Collaborative Filtering: This is a type where we tend to build collaborations between various users and items(videos).

  • User-User Collaborative Filtering — Here, we try to match the taste of different users. It tends to check if “particular user will like the particular video?”

e.g. Let’s take a recommendation system with just 10 users and 10 videos, we try to match the interests of different users and try to create a correlation between them.

But this technique doesn’t scale well and can’t be used for such a large corpus of data.

  • Item-Item Collaborative Filtering— The technique is the same as above but we try to correlate different items i.e. videos. It tends to suggest “similar videos based on the videos users liked”. This performs better as we can segregate videos better as compared to segregating humans on their interests because they can have multiple interests. This way is computationally expensive and thus not employed.

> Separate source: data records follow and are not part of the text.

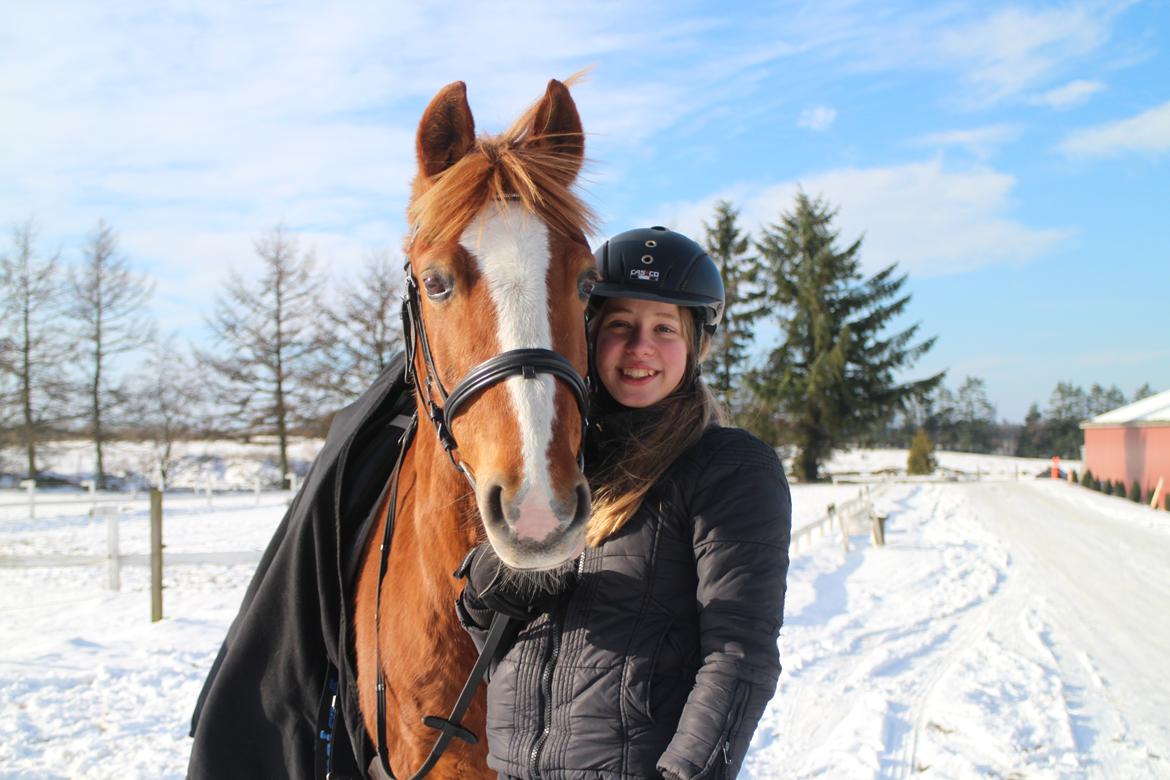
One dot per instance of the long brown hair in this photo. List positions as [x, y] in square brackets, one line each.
[641, 457]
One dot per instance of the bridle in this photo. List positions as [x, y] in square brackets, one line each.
[527, 363]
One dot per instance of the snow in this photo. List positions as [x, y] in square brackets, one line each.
[1009, 628]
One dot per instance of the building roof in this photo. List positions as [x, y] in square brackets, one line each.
[1153, 408]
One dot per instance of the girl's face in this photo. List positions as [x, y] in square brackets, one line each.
[640, 354]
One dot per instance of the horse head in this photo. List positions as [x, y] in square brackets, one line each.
[500, 266]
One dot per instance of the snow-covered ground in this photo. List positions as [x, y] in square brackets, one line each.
[1009, 628]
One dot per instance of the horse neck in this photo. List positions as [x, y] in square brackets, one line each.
[439, 508]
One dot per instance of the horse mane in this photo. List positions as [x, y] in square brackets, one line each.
[504, 167]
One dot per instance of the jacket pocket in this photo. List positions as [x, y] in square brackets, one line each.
[641, 667]
[718, 763]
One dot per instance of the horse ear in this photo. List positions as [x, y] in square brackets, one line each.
[556, 129]
[446, 131]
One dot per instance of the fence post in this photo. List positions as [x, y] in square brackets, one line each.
[112, 558]
[91, 489]
[1157, 494]
[156, 556]
[31, 485]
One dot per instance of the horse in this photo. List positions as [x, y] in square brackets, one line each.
[499, 271]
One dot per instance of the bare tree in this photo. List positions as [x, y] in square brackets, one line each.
[269, 345]
[110, 304]
[365, 328]
[167, 400]
[34, 345]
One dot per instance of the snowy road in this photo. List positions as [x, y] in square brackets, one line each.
[1101, 588]
[1007, 629]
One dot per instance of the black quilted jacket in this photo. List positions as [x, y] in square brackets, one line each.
[663, 654]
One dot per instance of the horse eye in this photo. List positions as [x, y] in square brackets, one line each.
[436, 285]
[585, 283]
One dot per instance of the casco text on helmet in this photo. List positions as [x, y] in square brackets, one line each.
[660, 264]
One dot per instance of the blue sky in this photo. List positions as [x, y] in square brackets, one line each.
[1013, 158]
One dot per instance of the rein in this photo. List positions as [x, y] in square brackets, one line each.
[527, 363]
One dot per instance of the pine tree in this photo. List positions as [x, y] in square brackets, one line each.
[1068, 406]
[976, 416]
[833, 375]
[745, 303]
[922, 455]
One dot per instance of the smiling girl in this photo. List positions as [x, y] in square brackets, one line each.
[658, 656]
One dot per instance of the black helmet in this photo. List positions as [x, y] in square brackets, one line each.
[660, 264]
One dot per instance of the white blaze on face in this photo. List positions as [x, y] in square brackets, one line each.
[511, 249]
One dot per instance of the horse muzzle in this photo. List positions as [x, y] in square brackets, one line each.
[531, 529]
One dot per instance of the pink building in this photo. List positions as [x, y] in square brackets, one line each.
[1131, 443]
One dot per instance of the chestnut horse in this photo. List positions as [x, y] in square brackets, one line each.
[500, 263]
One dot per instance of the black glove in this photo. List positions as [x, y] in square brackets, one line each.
[490, 585]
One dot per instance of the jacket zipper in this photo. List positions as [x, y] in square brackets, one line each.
[534, 758]
[735, 715]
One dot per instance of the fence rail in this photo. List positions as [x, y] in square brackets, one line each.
[854, 516]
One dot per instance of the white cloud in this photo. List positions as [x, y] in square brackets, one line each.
[1148, 132]
[818, 117]
[1014, 50]
[930, 220]
[981, 142]
[1071, 95]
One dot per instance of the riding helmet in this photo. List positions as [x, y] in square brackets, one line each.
[660, 264]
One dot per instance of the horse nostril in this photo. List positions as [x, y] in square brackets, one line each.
[496, 503]
[584, 504]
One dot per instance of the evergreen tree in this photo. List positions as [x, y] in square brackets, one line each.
[1068, 406]
[1031, 442]
[745, 303]
[269, 344]
[834, 374]
[921, 460]
[976, 416]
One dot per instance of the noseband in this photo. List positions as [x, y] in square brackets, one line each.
[527, 363]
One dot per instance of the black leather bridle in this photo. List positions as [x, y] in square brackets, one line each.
[527, 363]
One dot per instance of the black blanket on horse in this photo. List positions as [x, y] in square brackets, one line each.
[268, 695]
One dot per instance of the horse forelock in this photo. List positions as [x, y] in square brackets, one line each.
[500, 168]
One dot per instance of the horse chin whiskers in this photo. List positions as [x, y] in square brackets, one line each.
[546, 581]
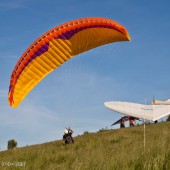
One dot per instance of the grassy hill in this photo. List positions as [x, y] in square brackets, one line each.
[106, 150]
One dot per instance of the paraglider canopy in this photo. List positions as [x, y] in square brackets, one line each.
[57, 46]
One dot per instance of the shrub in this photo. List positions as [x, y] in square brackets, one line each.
[168, 119]
[12, 144]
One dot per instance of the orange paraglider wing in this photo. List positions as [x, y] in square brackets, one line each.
[57, 46]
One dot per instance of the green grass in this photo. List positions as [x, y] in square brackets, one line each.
[106, 150]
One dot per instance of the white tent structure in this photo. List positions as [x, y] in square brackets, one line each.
[157, 110]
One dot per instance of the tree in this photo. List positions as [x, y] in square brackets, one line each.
[12, 144]
[168, 119]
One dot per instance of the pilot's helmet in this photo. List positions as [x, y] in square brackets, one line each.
[66, 131]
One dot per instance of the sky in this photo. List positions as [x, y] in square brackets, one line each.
[73, 95]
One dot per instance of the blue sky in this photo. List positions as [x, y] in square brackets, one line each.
[73, 95]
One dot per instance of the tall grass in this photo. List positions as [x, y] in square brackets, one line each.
[107, 150]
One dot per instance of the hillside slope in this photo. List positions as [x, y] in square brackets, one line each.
[106, 150]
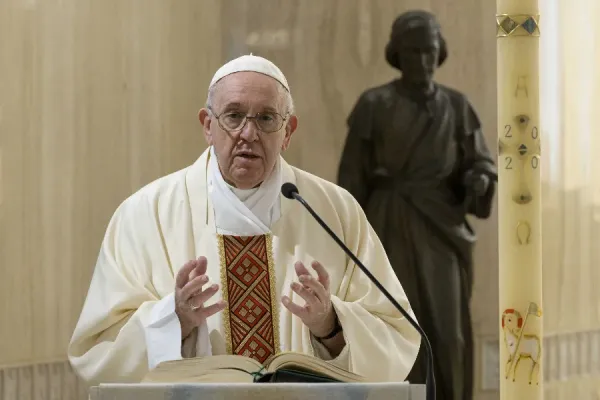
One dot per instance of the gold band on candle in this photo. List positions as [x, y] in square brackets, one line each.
[517, 25]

Matrix Factorization: It tries to dissolve both user and item vectors together thus decomposing them and providing us with better comparison metrics. Unlike Item-Item collaborative filtering it isn’t computationally expensive but it lacks interpretability, it lacks the answer to “why we are recommending this video?” thus leading to low accuracies.

Deep Learning Architecture: In 2016, Google publicized Deep Learning architecture for YouTube recommendation and became one of the first companies to deploy production-level deep neural networks for recommender systems.

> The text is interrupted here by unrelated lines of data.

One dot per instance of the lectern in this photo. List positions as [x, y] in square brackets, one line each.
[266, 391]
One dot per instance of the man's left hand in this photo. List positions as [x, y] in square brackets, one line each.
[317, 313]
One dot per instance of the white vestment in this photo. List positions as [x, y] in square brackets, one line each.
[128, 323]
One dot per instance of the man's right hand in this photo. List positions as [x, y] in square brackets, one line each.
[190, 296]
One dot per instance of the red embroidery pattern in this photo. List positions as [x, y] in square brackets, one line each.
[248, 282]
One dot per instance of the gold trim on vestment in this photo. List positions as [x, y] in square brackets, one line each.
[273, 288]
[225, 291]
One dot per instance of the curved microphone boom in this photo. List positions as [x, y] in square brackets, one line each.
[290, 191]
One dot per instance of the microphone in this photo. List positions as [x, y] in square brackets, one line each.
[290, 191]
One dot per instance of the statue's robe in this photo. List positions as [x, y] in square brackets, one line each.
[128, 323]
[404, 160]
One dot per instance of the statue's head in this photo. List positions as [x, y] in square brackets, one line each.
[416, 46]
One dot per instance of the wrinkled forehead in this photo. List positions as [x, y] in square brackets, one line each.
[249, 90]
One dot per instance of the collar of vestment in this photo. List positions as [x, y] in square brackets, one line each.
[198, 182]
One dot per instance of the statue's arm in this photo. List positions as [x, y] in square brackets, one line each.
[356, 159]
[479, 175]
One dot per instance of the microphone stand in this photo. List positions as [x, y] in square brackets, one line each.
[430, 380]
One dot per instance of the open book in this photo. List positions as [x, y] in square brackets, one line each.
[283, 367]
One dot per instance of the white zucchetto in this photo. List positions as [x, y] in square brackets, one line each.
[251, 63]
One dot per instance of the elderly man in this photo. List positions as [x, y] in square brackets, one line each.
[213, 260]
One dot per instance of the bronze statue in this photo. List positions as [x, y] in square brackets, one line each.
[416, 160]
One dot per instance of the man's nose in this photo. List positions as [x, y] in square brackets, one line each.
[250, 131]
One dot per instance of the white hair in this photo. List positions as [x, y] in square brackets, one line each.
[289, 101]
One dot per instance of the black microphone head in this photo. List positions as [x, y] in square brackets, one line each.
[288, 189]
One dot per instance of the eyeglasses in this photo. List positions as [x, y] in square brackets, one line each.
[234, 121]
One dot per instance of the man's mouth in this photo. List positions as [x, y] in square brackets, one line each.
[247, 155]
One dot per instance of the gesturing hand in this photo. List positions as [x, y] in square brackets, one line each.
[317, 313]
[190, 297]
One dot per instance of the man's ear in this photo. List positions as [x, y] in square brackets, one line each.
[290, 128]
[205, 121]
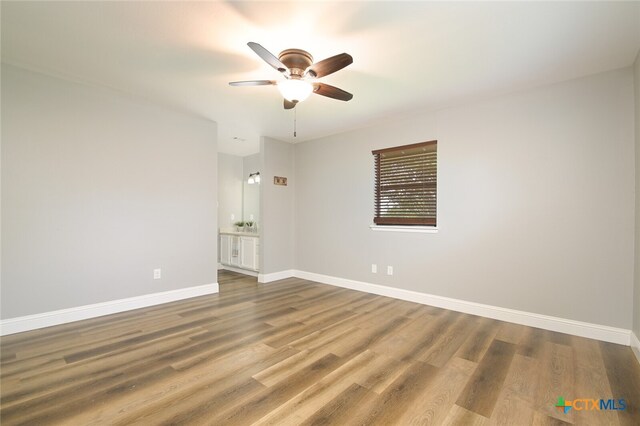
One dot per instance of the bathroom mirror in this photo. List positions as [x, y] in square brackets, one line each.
[251, 202]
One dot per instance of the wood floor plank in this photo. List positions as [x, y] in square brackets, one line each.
[482, 391]
[624, 379]
[299, 352]
[557, 379]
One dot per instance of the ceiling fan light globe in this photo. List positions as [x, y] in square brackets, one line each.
[295, 90]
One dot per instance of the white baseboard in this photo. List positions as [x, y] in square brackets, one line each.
[239, 270]
[562, 325]
[63, 316]
[275, 276]
[635, 346]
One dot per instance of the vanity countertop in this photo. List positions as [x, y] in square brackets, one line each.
[242, 234]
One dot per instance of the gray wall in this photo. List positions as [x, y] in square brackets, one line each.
[536, 203]
[97, 191]
[636, 297]
[230, 181]
[277, 207]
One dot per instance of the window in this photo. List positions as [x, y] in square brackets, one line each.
[406, 184]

According to the paper, there are two stages to get personalized yet relevant output:

Architecture for YouTube recommendation system, Source
  • Candidate Generation: It takes every information it could, the information is fed in form of embeddings and the output expected is the probability of any particular user watching a video.
Architecture for Candidate Generation phase, Source

Pondering over YouTube statistics, the traditional architecture could provide us the probability for at least 1–2 billion videos every instant and that’s not what we expect. To ease the computation, we sample around 100–200 videos that are relevant to the user.

  • Ranking: This serves the purpose of ranking videos based on the user’s relevance. A higher relevance score denotes video is broadly appealing and hence more push to the video. The relevance score changes very frequently and closely depend on the user’s activity.
Ranking phase architecture, Source

The relevance scores are closely equivalent to the expected watch time for videos. Videos of higher duration will have higher watch time and that’s why they are often able to fool algorithm and get high ranking/relevance score.

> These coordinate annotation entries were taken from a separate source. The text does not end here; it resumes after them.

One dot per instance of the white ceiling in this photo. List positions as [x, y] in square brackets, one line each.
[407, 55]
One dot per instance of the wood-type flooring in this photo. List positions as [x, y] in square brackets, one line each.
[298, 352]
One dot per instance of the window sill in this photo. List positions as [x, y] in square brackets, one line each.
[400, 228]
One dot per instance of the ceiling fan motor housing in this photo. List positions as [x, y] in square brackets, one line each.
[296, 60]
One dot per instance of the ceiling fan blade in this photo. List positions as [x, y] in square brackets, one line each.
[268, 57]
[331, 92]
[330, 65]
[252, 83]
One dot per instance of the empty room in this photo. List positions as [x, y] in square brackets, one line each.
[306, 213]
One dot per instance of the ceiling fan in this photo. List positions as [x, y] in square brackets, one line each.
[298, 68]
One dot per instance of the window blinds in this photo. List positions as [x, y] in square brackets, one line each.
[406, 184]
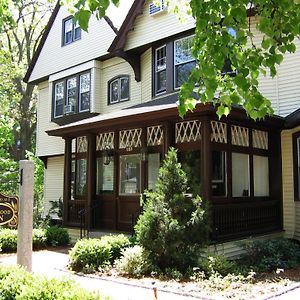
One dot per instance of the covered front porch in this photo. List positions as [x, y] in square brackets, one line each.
[233, 163]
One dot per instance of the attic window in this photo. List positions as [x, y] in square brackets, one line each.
[71, 31]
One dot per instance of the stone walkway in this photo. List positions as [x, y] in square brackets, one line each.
[53, 264]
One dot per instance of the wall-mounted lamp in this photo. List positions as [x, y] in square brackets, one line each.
[107, 156]
[144, 152]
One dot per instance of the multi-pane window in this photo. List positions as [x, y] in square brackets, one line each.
[160, 69]
[72, 95]
[71, 30]
[84, 92]
[59, 99]
[184, 62]
[118, 89]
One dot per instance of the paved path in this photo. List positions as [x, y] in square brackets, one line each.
[53, 264]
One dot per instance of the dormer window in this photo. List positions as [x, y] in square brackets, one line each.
[118, 89]
[71, 31]
[72, 95]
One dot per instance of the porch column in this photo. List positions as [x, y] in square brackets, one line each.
[90, 178]
[206, 159]
[67, 177]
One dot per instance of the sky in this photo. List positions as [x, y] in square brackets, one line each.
[118, 14]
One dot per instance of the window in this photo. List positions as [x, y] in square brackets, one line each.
[118, 89]
[130, 174]
[183, 60]
[296, 142]
[160, 69]
[59, 99]
[71, 31]
[72, 95]
[172, 64]
[240, 175]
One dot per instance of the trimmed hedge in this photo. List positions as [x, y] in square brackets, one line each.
[90, 255]
[16, 283]
[51, 236]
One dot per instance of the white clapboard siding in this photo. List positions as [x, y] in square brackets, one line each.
[53, 181]
[110, 69]
[146, 75]
[54, 57]
[46, 145]
[148, 28]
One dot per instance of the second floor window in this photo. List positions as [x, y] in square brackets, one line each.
[72, 95]
[71, 31]
[118, 89]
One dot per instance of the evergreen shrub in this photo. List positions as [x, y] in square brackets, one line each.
[16, 283]
[89, 255]
[57, 236]
[172, 227]
[270, 255]
[134, 262]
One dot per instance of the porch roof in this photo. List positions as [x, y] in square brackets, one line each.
[158, 110]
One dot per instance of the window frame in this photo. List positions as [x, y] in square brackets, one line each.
[182, 63]
[296, 165]
[117, 79]
[65, 80]
[73, 36]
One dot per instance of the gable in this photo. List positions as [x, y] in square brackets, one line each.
[54, 57]
[150, 28]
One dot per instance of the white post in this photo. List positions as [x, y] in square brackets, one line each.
[25, 223]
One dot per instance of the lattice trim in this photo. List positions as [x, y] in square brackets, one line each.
[129, 139]
[81, 144]
[105, 141]
[239, 136]
[260, 139]
[188, 131]
[218, 132]
[155, 135]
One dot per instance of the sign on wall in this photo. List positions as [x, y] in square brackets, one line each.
[8, 211]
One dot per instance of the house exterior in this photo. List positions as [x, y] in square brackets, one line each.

Feature denoting User’s context and Content attributes are merged and inputted to Logistic Weighted Regression where it spits out the relevance score for each video.

Recommendation workflow in a Nutshell

YouTube algorithm workflow, Designed by Daksh Trehan, All Rights Reserved

At YouTube, there are millions of content uploaded by users daily. The recommendation system tends to classify videos first based on the user’s characteristics and then based on the video’s metadata.

The algorithm analyzes the user’s attributes like Watch History, Search History, User’s taste, Age, Location, Time and then samples out few videos and sends them for the next phase.

The next phase typically includes filtering the sampled videos based on Video metadata, it includes Satisfaction rate for video, Genre, Thumbnail, Description, Tags, Total Views, Last watched, etc.

Concatenating the results of both the Candidate Generation and Ranking of Videos phase we get the probability of user watching sampled videos. The higher probability means the user is more interested in that kind of kinds of stuff.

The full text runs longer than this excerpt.